On the reverse of the silver coin, terms such as "nambal", "wumara", "tjimari", "ngweltye", "mulu", "walang", "barnda", "bakir", "awarnda", appear in different variants. buoy "," dhinggarr "," wangarri "and" pirrki ", which in different languages mean stone, coin, money or pebble.
The polygonal pieces include 14 aboriginal languages, which are spoken both in the extreme north of Australia, through the bowels of its central desert territory or the extreme south of the country.
In the International Year of Indigenous Languages, the Australian Mint seeks to "celebrate the diversity and authenticity of indigenous languages" and join efforts to "preserve, protect and revitalize them," said its executive director, Ross MacDiarmid. at the launch of this piece this week.
And is that the languages spoken by the natives and islanders of the Torres Strait, in the northeast of the country, are in danger of disappearing.

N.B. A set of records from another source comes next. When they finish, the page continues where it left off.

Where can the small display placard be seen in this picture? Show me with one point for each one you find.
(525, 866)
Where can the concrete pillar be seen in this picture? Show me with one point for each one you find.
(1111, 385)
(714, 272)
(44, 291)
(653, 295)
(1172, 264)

The Second National Survey of Indigenous Languages of Australia, which was published in 2014, revealed that of the 250 languages recorded in 1788, only about 120 survive.
The indigenous languages of Australia have great cultural and spiritual richness because they reflect the connections with the land. the history of creation, as well as the complex family relationship and norms that its speakers have.
"Indigenous languages have more meaning than the words themselves, just as the currency has a meaning beyond its monetary value," according to Craig Ritchie, executive director of the Australian Institute of Aboriginal and Torres Strait Studies (Aiatsic, by its acronyms in English), that collaborated in the project.
"The minting of these coins is another milestone in the recognition of the diverse cultures that make up our national history of more than 60,000 years," added the co-chairman of the Steering Committee of the International Year of Indigenous Languages of Unesco.
For example, Maningrida, a remote Aboriginal community in northern Australia, with its more than 2,300 inhabitants who speak up to 15 languages and dialects, is as linguistically diverse as any great capital in the world.
The aborigines, who represent 2.5 percent of the population, of more than 22 million, live mostly immersed in poverty, in remote or poor areas, and with a household income that barely reach 62 percent of the population. the national average.